Of the three nitrates of interest, two (potassium and sodium nitrate) produce undesirable smoke because of the solids formed in the combustion products. Ammonium nitrate, widely used as a fertilizer, has the big advantage of producing a smokeless, relatively nontoxic exhaust. With the lowest oxidizing potential of all the materials used, however, ammonium nitrate is suitable mainly for low performance, low burning rate applications.

Metallic Fuels. Powdered aluminum is the metallic fuel most widely used in solid rocket propellants. The addition of approximately 15 percent aluminum powder to solid propellants seems to help in three ways: (1) by causing an increase in combustion temperature and thus an increase in thrust produced per pound of propellant (specific impulse); (2) by increasing the density of the propellant; and (3) by exerting a dampening effect on unstable burning which might develop at motor operating pressures and temperatures.

Beryllium causes not only an increased combustion temperature, but also produces lower molecular weight exhaust products; consequently, it can increase the theoretical specific weight impulse by 5 to 10 percent. The reaction products containing beryllium are extremely toxic, so special safety precautions are required.

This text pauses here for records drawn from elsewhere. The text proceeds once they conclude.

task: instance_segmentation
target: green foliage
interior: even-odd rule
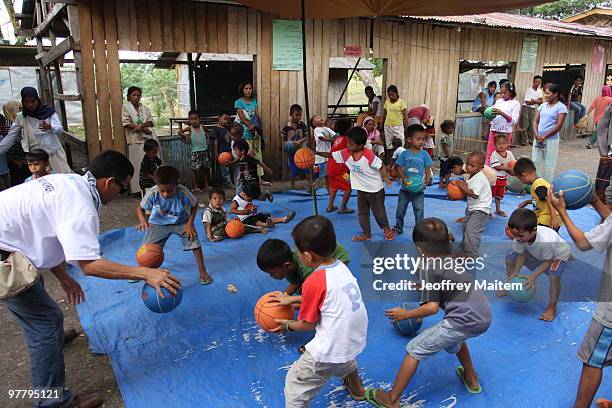
[[[177,77],[173,69],[155,69],[152,64],[121,64],[123,95],[130,86],[142,89],[142,103],[151,109],[156,125],[168,124],[177,105]]]
[[[519,10],[519,14],[560,20],[606,2],[601,0],[559,0]]]
[[[372,58],[370,62],[376,65],[376,68],[374,68],[374,77],[381,76],[383,74],[383,59],[382,58]]]

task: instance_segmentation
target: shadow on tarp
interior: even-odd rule
[[[395,187],[397,189],[397,187]],[[428,192],[439,193],[437,187]],[[282,215],[298,211],[298,220],[312,214],[309,197],[276,194],[274,203],[259,203],[260,211]],[[440,195],[441,196],[441,195]],[[509,195],[504,208],[510,212],[520,198]],[[326,196],[319,197],[324,208]],[[390,222],[395,219],[396,199],[386,200]],[[356,208],[352,198],[350,207]],[[465,210],[465,202],[441,198],[426,199],[426,216],[444,219],[461,239],[461,228],[454,219]],[[572,212],[577,224],[588,229],[598,222],[591,209]],[[351,241],[359,232],[357,215],[329,215],[338,241],[352,257],[349,265],[358,276],[362,244]],[[198,220],[200,218],[198,217]],[[503,239],[507,219],[492,218],[483,236],[483,245]],[[206,265],[215,282],[198,282],[193,255],[183,252],[173,237],[165,248],[168,268],[181,279],[182,304],[168,314],[150,312],[142,303],[142,283],[84,277],[72,270],[83,286],[86,302],[78,307],[82,325],[95,353],[108,354],[125,404],[141,407],[281,407],[287,369],[299,355],[311,333],[276,335],[261,331],[253,319],[257,299],[271,290],[282,290],[285,282],[261,272],[255,255],[267,238],[290,241],[290,225],[279,225],[268,235],[252,234],[220,243],[204,242]],[[403,235],[395,241],[411,247],[414,219],[409,210]],[[198,234],[204,237],[201,224]],[[372,220],[374,241],[382,233]],[[562,234],[567,238],[567,234]],[[123,228],[102,235],[104,256],[120,263],[135,264],[135,252],[143,234]],[[508,241],[509,242],[509,241]],[[578,260],[602,265],[603,256],[578,253]],[[501,262],[501,260],[500,260]],[[500,271],[503,274],[503,270]],[[572,274],[576,273],[575,271]],[[599,278],[576,273],[562,281],[568,285],[596,288]],[[234,284],[238,293],[226,286]],[[545,283],[544,283],[545,285]],[[586,290],[586,289],[585,289]],[[541,291],[546,294],[546,289]],[[400,302],[401,299],[398,299]],[[591,320],[594,304],[562,303],[554,323],[538,320],[547,297],[524,304],[511,300],[492,303],[493,323],[483,336],[469,346],[484,393],[470,395],[455,374],[456,358],[444,352],[423,362],[405,393],[409,407],[561,407],[570,406],[580,375],[575,354]],[[393,301],[366,301],[369,316],[368,341],[358,362],[368,386],[388,387],[405,356],[409,339],[395,332],[384,310],[398,305]],[[423,329],[438,322],[441,314],[425,319]],[[598,395],[612,395],[612,385],[604,380]],[[319,393],[315,407],[367,407],[347,396],[338,379]]]

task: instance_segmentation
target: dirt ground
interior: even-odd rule
[[[557,171],[579,169],[595,177],[598,157],[596,150],[584,148],[586,140],[577,139],[561,143]],[[530,148],[514,149],[517,157],[529,156]],[[274,183],[272,191],[287,189],[288,183]],[[228,192],[228,195],[230,193]],[[207,202],[205,193],[200,194],[201,202]],[[138,198],[124,197],[105,206],[100,217],[102,231],[135,225],[134,209]],[[67,304],[64,293],[52,276],[45,276],[47,291],[64,309],[66,328],[73,327],[80,333],[74,341],[65,348],[67,385],[75,392],[100,392],[105,397],[104,407],[123,407],[123,400],[110,359],[104,355],[94,355],[89,351],[87,338],[79,323],[76,309]],[[15,401],[8,399],[8,390],[30,387],[29,363],[25,342],[17,323],[9,316],[6,308],[0,307],[0,406],[30,407],[31,401]]]

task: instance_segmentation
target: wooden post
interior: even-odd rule
[[[36,25],[40,24],[42,22],[43,17],[41,16],[41,14],[43,13],[42,11],[43,6],[41,3],[37,4],[36,7]],[[42,41],[42,37],[40,35],[36,36],[36,50],[39,54],[43,54],[45,52],[44,48],[43,48],[43,41]],[[42,64],[42,61],[38,61],[38,68],[40,69],[40,73],[39,73],[39,80],[40,80],[40,93],[41,93],[41,98],[42,100],[48,104],[51,105],[53,104],[53,99],[51,96],[51,90],[50,90],[50,84],[49,84],[49,76],[47,73],[47,68]]]
[[[49,39],[51,40],[51,46],[55,47],[57,44],[55,40],[55,33],[53,32],[53,30],[49,30]],[[63,94],[64,86],[62,85],[62,72],[60,70],[59,59],[56,59],[55,61],[53,61],[53,69],[55,70],[55,83],[57,85],[57,93]],[[51,83],[51,87],[53,88],[53,83]],[[51,96],[53,97],[53,95]],[[60,104],[60,116],[62,120],[62,126],[65,131],[68,131],[68,118],[66,117],[66,102],[62,99],[59,99],[59,104]]]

Since metals lighter in weight than aluminum (lithium, beryllium, sodium, and magnesium) tend to be expensive, dangerous to handle in powder form, and highly active chemically, aluminum has been adopted as the workhorse metallic fuel in solid propellants.

What's in the future?

Solid propellant technology is a continuously changing field in which even higher performance is sought and attained. Many of tomorrow's materials have yet to be developed or tested.

Update: The last two sentences reflect the future as well as the past. Thiokol is continuously developing new materials to improve its products and meet the needs of the future.